Holy Shift: More Americans Finding Faith Outside Church
A “remarkable” transformation is underway in American religious life, new Cornell-led research finds: Large numbers are leaving organized religion – not in favor of secular rationality, but to pursue spirituality in ways that better align with their individual values.
This reimagining of religion outside traditional institutions fits within broader social changes that have prioritized individual fulfilment and “finding” oneself, including shifting views about gender and sexuality and the rise of the internet. Spanning political views, it also reflects a revolt against religious organizations growing more bureaucratic, rigid and political over time.

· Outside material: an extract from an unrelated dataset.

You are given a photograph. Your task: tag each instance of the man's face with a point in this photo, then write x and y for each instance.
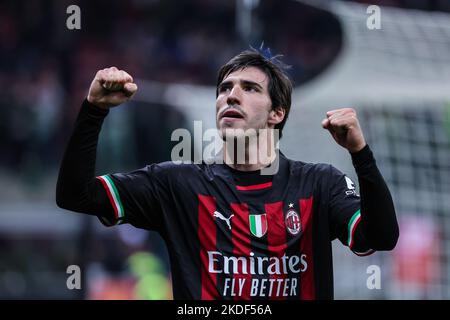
(243, 101)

“People aren’t leaving religious institutions passively or only because of partisan politics, but because of more deeply held values – about the sacredness of the individual, their concern for others, and feeling that their participation in an institution doesn’t align with being the type of person they want to be,” said Landon Schnabel, associate professor of sociology and first author of “Breaking Free of the Iron Cage: The Individualization of American Religion,” published in Socius. “They’re more intentionally choosing to follow what they really believe in.”
The proportion of religious “nones” in the U.S. – those claiming no religious affiliation – has surged in just a few decades, from 1 in 20 to more than 1 in 4. The new research advances understanding of the reasons behind that change, leveraging a nationally representative study that tracked teens as they came of age early in the 21st century – amid shifting social values and technological and economic upheaval.

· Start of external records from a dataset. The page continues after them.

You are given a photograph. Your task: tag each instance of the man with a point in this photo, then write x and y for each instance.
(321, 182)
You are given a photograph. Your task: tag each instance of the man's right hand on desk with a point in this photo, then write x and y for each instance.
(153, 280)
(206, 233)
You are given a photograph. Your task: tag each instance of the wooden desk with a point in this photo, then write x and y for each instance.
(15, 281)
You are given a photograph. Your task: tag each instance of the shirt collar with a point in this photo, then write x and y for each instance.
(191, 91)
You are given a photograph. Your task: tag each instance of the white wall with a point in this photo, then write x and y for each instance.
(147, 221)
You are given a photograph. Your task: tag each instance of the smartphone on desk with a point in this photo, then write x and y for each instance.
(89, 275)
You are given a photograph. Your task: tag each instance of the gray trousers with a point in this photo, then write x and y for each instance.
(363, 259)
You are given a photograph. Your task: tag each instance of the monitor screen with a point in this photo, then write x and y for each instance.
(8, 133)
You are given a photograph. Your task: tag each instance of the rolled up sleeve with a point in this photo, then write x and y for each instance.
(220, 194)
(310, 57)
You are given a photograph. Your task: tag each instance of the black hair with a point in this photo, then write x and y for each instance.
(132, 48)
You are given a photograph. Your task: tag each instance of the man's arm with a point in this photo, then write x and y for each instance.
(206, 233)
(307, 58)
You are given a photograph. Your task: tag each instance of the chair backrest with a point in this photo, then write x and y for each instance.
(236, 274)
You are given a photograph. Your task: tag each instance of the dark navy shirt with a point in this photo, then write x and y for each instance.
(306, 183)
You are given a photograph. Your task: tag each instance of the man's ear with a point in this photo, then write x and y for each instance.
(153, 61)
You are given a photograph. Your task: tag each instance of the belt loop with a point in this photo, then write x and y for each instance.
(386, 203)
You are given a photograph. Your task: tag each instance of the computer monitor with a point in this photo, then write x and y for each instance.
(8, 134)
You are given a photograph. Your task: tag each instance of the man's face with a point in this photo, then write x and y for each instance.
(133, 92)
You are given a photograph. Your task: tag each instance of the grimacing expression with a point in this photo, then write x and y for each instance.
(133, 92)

The scholars analyzed data from more than 1,300 participants in the National Study of Youth and Religion (NSYR) who completed four rounds of surveys between 2003 and 2013, starting when they were between 13 and 17 years old. Over that decade, participants reported how frequently they attended religious services or prayed alone; if they were affiliated with a religion and believed in God; if they supported converting others to a religion; and if they practiced meditation.
The results showed institutional aspects of religion declined significantly faster than individual faith and spirituality. Estimated trajectories showed a sharp decline in religious attendance while prayer frequency dipped but plateaued, producing a widening gap between institutional engagement and individual practice. Religious affiliation dropped precipitously while belief in God held stable. Support for proselytism declined nearly 10%, while meditation practice grew about as much – the only variable to show growth.
The analysis showed steeper declines in religious attendance and affiliation among more liberal study participants – including those who supported same-sex marriage and abortion rights – but declines among moderates and conservatives as well, “suggesting broad change across this cohort” across gender, race, class and sexual orientation.
The NSYR also conducted in-depth interviews with some study participants. Repeatedly, interviewees described experiencing dissonance between their values and those of institutions that seemed most concerned with doctrine and finances. That prompted not an abandonment of faith but dynamic searches for alternate ways of finding spirituality, meaning and community, driven by authenticity and moral conviction.
“The move away from organized religion doesn’t look like kind of the pure material secularism that some people thought,” Schnabel said. “It doesn’t reflect disenchantment with the world, but re-enchantment through something other than church.”